Seeking a publisher for his songs, Arnoldi went knocking on doors, until one opened up at the office of Artie Mogul, of Albet Music, an offshootof Albert Grossman Music, (renowned for developing the careers of Bob Dylan and Peter, Paul & Mary.) Mogul was instrumental in getting Arnoldi signed to a record contract with Kapp Records. A ONE NOTE MAN, released in 1967, was selected as "Folk Pick of the Week" by Stereo Review. The title song was picked up by his friends, the emerging group, The Youngbloods, who recorded it on their first album, GET TOGETHER. As they were enjoying success, they decided to move to Marin County, near San Francisco. That seemed a good idea to Arnoldi and he packed up his 6 and 12 string guitars for his own road trip, settling in to a nature filled life in the hills behind Berkeley, (Canyon, CA).

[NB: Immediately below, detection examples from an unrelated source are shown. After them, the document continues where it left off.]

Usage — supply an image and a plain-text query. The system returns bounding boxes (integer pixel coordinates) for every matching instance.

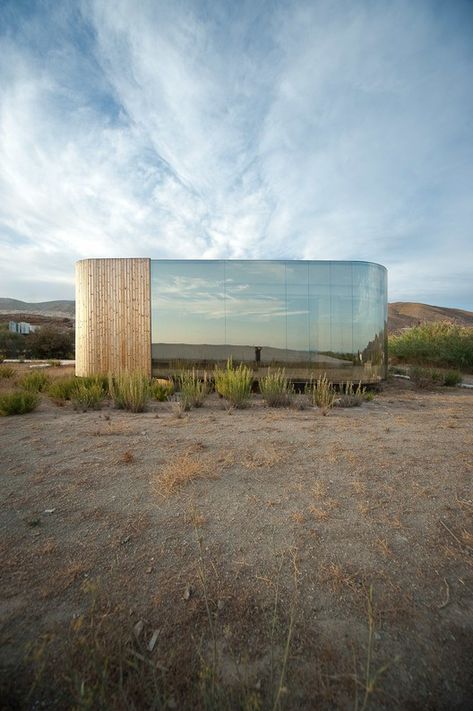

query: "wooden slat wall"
[76,259,151,376]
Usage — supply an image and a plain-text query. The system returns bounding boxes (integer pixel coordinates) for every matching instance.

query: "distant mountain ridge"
[0,298,473,333]
[388,301,473,333]
[0,298,76,318]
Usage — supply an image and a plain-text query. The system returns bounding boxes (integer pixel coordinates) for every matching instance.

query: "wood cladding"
[76,259,151,376]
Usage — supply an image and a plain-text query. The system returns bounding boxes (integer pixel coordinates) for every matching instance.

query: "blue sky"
[0,0,473,310]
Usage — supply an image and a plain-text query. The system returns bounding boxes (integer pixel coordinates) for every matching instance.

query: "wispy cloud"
[0,0,473,308]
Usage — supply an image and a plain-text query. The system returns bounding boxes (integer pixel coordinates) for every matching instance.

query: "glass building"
[150,260,387,382]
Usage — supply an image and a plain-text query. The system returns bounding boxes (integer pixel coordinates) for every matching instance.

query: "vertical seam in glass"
[284,262,287,358]
[223,259,227,345]
[307,262,312,365]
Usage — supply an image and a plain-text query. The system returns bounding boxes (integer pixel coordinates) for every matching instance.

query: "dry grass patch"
[241,447,286,469]
[322,562,365,592]
[121,449,135,464]
[153,451,218,496]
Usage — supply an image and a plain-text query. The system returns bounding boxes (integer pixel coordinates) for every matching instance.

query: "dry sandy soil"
[0,382,473,710]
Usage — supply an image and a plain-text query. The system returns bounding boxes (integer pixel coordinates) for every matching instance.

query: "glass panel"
[225,261,286,366]
[151,260,225,364]
[151,260,387,382]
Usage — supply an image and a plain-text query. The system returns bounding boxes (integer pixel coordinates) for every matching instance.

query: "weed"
[108,373,150,412]
[214,358,253,408]
[389,321,473,369]
[80,373,109,397]
[71,381,104,412]
[0,390,39,416]
[47,377,77,404]
[259,368,294,407]
[443,370,463,388]
[150,378,174,402]
[179,369,209,411]
[155,452,215,496]
[306,373,337,413]
[18,371,50,393]
[409,365,442,389]
[335,381,366,407]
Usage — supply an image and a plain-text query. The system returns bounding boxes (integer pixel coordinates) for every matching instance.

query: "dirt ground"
[0,381,473,710]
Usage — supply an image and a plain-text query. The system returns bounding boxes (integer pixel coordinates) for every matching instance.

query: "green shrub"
[214,358,253,407]
[150,378,174,402]
[0,390,39,416]
[409,365,443,389]
[335,381,366,407]
[47,376,78,402]
[108,373,151,412]
[18,370,50,393]
[443,370,463,388]
[24,326,74,360]
[70,380,104,412]
[80,374,109,397]
[306,373,337,412]
[179,369,209,410]
[389,321,473,370]
[259,368,294,407]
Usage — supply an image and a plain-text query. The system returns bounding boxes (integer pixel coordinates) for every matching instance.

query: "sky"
[0,0,473,310]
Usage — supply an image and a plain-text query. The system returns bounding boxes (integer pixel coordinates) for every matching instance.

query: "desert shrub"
[0,390,39,416]
[388,365,407,375]
[259,368,294,407]
[443,370,463,388]
[70,379,104,412]
[108,373,151,412]
[389,321,473,370]
[0,327,24,358]
[335,381,366,407]
[150,378,174,402]
[179,369,209,410]
[80,373,109,397]
[409,365,443,388]
[214,358,253,407]
[18,370,50,393]
[25,326,74,359]
[306,373,337,412]
[47,376,77,402]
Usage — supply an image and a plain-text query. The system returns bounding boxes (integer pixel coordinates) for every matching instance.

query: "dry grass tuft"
[376,538,393,557]
[322,562,364,592]
[153,451,218,496]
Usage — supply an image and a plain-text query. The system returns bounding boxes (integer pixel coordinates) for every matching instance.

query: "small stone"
[148,630,159,652]
[133,620,145,639]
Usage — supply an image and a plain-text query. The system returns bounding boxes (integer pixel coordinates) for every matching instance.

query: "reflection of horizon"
[152,343,353,367]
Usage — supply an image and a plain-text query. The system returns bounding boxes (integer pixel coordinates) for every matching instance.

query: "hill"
[388,301,473,333]
[0,298,76,320]
[0,298,473,333]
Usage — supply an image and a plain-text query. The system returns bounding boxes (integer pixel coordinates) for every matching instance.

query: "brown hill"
[388,301,473,333]
[0,298,473,333]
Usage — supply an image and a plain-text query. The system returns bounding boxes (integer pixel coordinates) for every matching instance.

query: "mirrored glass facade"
[151,260,387,382]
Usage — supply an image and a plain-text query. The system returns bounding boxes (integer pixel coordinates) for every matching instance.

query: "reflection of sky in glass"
[151,260,386,353]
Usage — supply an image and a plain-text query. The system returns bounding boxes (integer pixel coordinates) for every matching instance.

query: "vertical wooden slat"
[76,259,151,376]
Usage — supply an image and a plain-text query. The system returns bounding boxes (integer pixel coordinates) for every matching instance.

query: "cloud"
[0,0,473,309]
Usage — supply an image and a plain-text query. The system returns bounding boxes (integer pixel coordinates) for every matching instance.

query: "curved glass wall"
[151,260,387,382]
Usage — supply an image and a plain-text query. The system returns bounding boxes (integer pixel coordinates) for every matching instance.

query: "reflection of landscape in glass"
[151,260,387,380]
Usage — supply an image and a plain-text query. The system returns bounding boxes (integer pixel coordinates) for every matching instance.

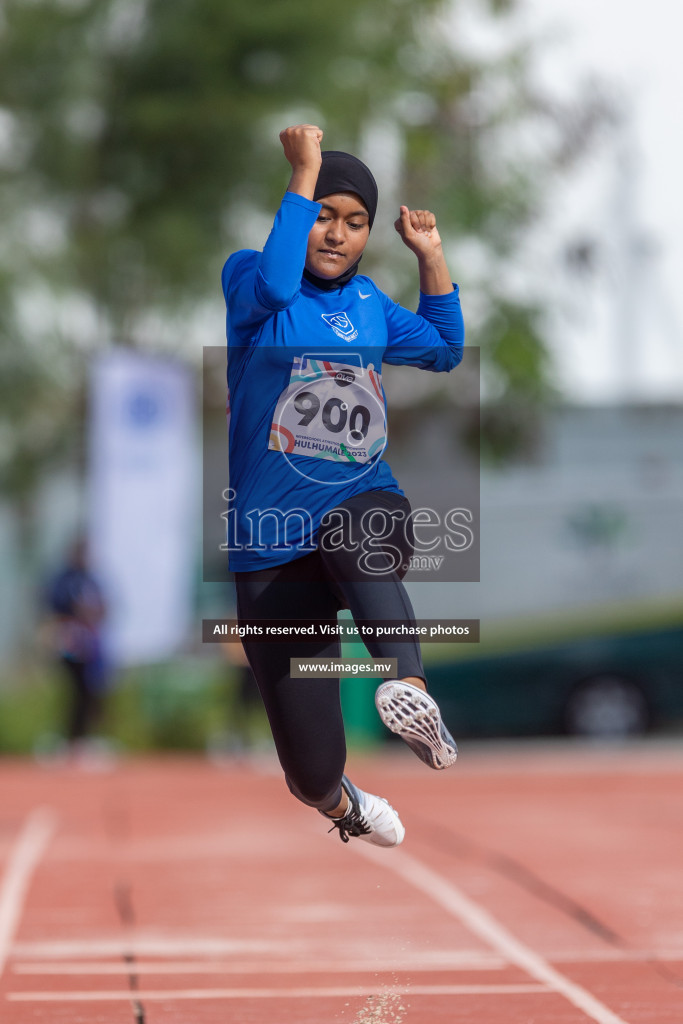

Arnoldi enjoyed Canyon, performing all around the Berkeley/San Francisco area, but eventually felt that a change was in order. He visited Los Angeles, and, impressed by the things to see and do; the availability of music publishers, etc., Paul relocated, and performed at all the major folk venues, including McCabe's Guitar Shop, The Icehouse, The Troubadour, The Ash Grove and Café Largo.

In 1980, Arnoldi took a hiatus from city life, moving back to Wyoming, where he bought and remodeled an old house. This time of peace and silence in the wide open spaces resulted in songs being written, and thusly recorded upon his return to Los Angeles. Arnoldi took his time producing and completing this album, working with his many musical friends. Entitled HIGHROADS, the LP was released on vinyl in 1986. Basically undistributed, these songs were not widely heard. Arnoldi, believing they stood the test of time, decided to re-release it on CD. HIGHROADS TEN PLUS TWO, is a resung, remixed, revised, updated version of HIGHROADS. "PLUS TWO" refers to the two new songs: "A Peaceful World" and "No More War." Recording them delayed the CD release, but Arnoldi feels it it was well worth the wait. It is his hope that this group of songs will give listeners a peaceful feeling, and some joy.

Paul moved to the state of Montana in 2008, a bit far away for him. (From all buddies and music parties etc.) He is writing new songs, and is reviving songs from past decades, all the way back to the '60s , when he wrote 'em, sang 'em, recorded 'em, (on a reel to reel tape recorder) -- a teac 3340 purchased on ebay for those interested in that ancient equipment, to replace the first 1973 one that got all got used up. You will all be able to hear what he was writing then, brought up to the new age, and now, soon on digital recordings... (If interested, tapes tend to decay so one must 'bake' them, for listening. . . look it up.)